The miracle that occurred in the rededication ceremony in 165 B.C. was that there was only enough oil left in the Temple to burn for approximately one day and yet God caused the oil to last and provided enough to last for eight days. This is why the Jewish people celebrate the Festival of Lights by setting up a Menorah that holds eight candles and they light a new one each night until all eight have been lit.
Here is a link to a video: Hanukkah Menorah
In the Bible, numbers constitute unique representations of truths that God wishes to highlight for our studies. However, a word of extreme caution should be given here, a person can become so embroiled in the study of numbers found in the Scriptures that it can almost become a form of idolatry. How so? A person so studies the numbers that they become lost in them and hence the very reason that God employed them becomes lost as well. God used numbers to show that He alone is God of the universe and therefore all numerical systems belong to HIM and therefore they were used to lead us to worship HIM. When a person is led astray by them, they at first inadvertently begin to worship the creature more than the Creator. In the end, the numbers become an idol in our hearts and we no longer are worshipping God, but the numerical system.
Now that I have pounded my pulpit…the number 8 represents a ‘new beginning’ and this is exactly what happened at the physical Temple in Jerusalem in 165 B.C. and when the Lord Jesus Christ began to shift the focus of the physical Temple and pointed to Himself as the new Temple of God. The number shifted from 8 to 3; or in other words, ‘a new beginning’ to ‘completeness.’ We find this in:
Then answered the Jews and said unto him, What sign shewest thou unto us, seeing that thou doest these things? Jesus answered and said unto them, Destroy this temple, and in three days I will raise it up. Then said the Jews, Forty and six years was this temple in building, and wilt thou rear it up in three days?

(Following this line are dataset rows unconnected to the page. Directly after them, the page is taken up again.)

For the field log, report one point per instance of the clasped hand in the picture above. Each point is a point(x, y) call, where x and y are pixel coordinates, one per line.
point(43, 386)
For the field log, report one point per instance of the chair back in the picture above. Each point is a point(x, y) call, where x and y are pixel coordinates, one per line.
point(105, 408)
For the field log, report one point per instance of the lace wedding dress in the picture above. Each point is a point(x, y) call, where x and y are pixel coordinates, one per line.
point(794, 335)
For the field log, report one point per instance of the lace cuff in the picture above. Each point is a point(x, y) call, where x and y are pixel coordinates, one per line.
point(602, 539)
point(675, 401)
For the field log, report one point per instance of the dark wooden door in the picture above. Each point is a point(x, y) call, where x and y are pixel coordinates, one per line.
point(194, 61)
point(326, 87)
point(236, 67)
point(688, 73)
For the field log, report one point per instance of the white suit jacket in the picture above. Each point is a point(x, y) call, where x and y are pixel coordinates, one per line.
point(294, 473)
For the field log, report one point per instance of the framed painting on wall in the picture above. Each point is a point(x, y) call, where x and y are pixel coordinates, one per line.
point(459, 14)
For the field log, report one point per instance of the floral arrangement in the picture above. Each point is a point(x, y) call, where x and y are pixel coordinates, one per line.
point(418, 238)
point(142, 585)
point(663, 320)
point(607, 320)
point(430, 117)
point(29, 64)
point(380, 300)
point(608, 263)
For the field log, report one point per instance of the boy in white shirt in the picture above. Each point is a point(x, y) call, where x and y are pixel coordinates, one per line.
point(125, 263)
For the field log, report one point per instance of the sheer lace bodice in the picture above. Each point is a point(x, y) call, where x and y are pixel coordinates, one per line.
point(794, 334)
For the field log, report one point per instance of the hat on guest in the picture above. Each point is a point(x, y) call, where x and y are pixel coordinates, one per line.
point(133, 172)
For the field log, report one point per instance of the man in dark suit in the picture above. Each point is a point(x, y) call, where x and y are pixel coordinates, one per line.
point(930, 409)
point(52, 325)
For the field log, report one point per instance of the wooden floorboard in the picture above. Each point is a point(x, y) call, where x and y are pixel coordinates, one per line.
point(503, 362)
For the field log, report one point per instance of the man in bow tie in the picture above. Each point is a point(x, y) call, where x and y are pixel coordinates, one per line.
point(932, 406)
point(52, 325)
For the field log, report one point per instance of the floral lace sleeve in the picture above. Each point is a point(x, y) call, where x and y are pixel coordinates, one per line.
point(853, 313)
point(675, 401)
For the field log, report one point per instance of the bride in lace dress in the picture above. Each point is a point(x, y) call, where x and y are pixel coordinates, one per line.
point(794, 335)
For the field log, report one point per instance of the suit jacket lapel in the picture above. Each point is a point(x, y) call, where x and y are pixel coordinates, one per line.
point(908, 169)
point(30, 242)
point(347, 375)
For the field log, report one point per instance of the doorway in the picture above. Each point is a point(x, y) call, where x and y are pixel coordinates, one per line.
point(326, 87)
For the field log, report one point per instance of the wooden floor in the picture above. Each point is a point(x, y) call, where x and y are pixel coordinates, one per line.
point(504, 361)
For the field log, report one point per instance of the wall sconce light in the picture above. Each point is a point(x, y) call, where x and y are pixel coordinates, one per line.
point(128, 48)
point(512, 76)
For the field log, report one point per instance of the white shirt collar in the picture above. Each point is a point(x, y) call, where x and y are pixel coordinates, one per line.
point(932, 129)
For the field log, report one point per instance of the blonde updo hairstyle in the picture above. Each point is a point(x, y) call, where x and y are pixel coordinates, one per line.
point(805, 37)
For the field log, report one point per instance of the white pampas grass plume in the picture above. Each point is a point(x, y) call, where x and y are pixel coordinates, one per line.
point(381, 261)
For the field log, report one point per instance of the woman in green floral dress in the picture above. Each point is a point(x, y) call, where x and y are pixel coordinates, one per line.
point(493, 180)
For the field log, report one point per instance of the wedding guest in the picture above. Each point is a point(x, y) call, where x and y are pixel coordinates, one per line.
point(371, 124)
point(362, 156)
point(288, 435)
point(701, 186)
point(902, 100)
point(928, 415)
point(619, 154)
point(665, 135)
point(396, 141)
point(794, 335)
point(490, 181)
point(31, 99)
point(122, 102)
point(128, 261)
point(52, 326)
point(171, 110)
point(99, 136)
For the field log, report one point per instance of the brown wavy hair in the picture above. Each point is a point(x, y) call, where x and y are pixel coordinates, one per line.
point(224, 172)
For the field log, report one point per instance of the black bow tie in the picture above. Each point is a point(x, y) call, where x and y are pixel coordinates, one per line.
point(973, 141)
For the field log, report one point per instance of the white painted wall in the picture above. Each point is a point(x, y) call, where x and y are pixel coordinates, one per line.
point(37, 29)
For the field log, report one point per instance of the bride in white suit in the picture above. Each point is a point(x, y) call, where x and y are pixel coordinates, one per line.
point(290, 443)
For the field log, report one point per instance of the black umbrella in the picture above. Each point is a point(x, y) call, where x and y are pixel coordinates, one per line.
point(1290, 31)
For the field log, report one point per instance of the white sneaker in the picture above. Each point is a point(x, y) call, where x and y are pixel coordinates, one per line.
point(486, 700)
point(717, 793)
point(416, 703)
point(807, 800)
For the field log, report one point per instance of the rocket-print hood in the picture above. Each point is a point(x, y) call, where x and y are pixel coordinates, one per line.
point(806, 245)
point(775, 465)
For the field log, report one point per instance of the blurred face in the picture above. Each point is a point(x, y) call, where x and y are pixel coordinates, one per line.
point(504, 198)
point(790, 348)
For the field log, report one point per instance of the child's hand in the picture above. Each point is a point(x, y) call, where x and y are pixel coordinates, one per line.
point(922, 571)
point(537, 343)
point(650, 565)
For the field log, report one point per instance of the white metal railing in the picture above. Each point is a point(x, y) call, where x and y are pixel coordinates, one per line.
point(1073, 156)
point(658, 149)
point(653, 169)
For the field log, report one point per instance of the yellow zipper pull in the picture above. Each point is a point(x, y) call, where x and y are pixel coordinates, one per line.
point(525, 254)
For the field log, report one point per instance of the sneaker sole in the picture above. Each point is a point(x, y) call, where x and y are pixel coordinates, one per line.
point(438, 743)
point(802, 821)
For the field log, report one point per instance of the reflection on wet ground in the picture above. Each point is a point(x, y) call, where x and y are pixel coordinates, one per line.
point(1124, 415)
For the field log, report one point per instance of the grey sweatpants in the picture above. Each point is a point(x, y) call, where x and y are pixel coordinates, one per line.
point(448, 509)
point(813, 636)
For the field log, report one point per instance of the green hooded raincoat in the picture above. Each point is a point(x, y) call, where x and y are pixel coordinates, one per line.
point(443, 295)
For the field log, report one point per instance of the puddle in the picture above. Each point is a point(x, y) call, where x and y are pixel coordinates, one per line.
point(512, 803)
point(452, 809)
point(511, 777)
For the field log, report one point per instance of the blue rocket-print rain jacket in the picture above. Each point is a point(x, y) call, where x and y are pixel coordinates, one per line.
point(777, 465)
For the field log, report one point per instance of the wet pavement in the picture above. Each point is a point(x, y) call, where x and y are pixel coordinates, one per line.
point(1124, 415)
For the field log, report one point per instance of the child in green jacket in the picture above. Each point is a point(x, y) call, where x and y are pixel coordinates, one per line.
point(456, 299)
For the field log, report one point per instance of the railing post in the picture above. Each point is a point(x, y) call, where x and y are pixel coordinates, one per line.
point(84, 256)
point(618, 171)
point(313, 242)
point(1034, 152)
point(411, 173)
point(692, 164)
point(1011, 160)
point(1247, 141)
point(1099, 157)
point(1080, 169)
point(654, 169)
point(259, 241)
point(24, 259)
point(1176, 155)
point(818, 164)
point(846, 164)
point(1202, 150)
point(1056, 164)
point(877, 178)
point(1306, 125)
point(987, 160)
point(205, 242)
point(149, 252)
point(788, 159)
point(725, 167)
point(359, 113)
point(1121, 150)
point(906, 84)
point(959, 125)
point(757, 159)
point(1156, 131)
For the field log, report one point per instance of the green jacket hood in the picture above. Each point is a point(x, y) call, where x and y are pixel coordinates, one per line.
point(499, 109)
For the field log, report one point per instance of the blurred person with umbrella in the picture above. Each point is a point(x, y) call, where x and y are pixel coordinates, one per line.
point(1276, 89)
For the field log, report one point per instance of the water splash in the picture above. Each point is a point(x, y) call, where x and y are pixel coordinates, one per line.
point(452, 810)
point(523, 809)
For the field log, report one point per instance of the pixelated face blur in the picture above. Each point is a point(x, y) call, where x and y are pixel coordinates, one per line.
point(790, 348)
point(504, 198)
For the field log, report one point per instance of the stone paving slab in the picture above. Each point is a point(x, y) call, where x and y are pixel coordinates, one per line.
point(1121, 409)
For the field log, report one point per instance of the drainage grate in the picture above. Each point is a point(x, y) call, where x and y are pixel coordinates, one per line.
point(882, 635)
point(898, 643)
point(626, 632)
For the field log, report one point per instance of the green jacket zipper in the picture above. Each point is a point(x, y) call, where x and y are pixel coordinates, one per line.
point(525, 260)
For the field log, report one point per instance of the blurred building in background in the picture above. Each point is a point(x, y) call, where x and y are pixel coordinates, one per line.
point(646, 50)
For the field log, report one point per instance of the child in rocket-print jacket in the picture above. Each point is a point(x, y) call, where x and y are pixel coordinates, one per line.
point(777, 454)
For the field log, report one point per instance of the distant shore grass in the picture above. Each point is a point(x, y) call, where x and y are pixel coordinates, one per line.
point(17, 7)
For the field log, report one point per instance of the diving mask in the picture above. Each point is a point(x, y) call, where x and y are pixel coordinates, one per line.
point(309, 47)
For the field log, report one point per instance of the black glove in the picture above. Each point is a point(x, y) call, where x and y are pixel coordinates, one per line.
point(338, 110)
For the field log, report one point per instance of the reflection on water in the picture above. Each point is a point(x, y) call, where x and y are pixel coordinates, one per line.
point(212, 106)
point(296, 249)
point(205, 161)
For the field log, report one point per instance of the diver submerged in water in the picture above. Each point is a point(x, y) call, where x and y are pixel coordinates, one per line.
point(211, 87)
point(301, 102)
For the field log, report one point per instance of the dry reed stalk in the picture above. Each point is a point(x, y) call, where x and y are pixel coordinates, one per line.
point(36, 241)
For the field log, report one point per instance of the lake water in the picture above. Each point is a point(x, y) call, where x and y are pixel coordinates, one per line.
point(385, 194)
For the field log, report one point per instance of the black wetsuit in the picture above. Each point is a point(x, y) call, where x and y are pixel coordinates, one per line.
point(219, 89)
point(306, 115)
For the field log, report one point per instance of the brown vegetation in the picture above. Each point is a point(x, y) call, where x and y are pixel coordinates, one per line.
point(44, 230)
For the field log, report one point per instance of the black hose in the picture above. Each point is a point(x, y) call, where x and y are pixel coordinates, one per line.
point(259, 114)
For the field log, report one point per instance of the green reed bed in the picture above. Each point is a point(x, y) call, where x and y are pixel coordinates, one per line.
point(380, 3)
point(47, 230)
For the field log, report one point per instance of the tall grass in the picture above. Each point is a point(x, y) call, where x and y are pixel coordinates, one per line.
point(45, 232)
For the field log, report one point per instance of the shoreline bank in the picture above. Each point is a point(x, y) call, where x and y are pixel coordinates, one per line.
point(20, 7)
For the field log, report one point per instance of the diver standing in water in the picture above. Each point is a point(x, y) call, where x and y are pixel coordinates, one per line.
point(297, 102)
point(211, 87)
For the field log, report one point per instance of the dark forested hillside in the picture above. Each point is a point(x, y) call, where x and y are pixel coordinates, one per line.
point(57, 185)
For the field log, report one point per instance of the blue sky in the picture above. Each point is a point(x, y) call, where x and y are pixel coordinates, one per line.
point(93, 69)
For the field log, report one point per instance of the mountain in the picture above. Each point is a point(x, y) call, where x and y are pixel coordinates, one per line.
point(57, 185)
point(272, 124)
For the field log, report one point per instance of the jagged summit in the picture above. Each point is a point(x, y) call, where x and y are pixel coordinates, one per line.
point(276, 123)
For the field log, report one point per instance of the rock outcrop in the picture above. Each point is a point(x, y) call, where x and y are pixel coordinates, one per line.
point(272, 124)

The Lord Jesus knew that He was definitely called to be the Messiah for the Jewish people, but He also knew that He was going to be the Savior for the Gentiles as well. These particular Jewish people did not perceive what the Christ was really telling them, that He was the new Temple of God.
And other sheep I have, which are not of this fold: them also I must bring, and they shall hear my voice; and there shall be one fold, and one shepherd.
Eventually, in the fullness of God’s timing, both Jews and Gentiles will be brought into one fold. Of course, if you have accepted the Lord Jesus as your Messiah then you immediately enter into that ‘one fold.’ But what this author speaks about is that there will be a brand new and totally completed glorious Temple of God….all the people of God who have bowed our knees to the Son of the Most High God, the Lord Jesus Christ. We know this to be truth because we find that “It is written!”
1 Corinthians 3:16
Know ye not that ye are the temple of God, and that the Spirit of God dwelleth in you?
1 Peter 2:5
Ye also, as lively stones, are built up a spiritual house, an holy priesthood, to offer up spiritual sacrifices, acceptable to God by Jesus Christ.
So can Christians celebrate Hanukkah? Yes! It should be a reminder to every Christian that we have been grafted into the rootstock of Israel and that we are the Temple of God. Amen. Go ahead and light your candles!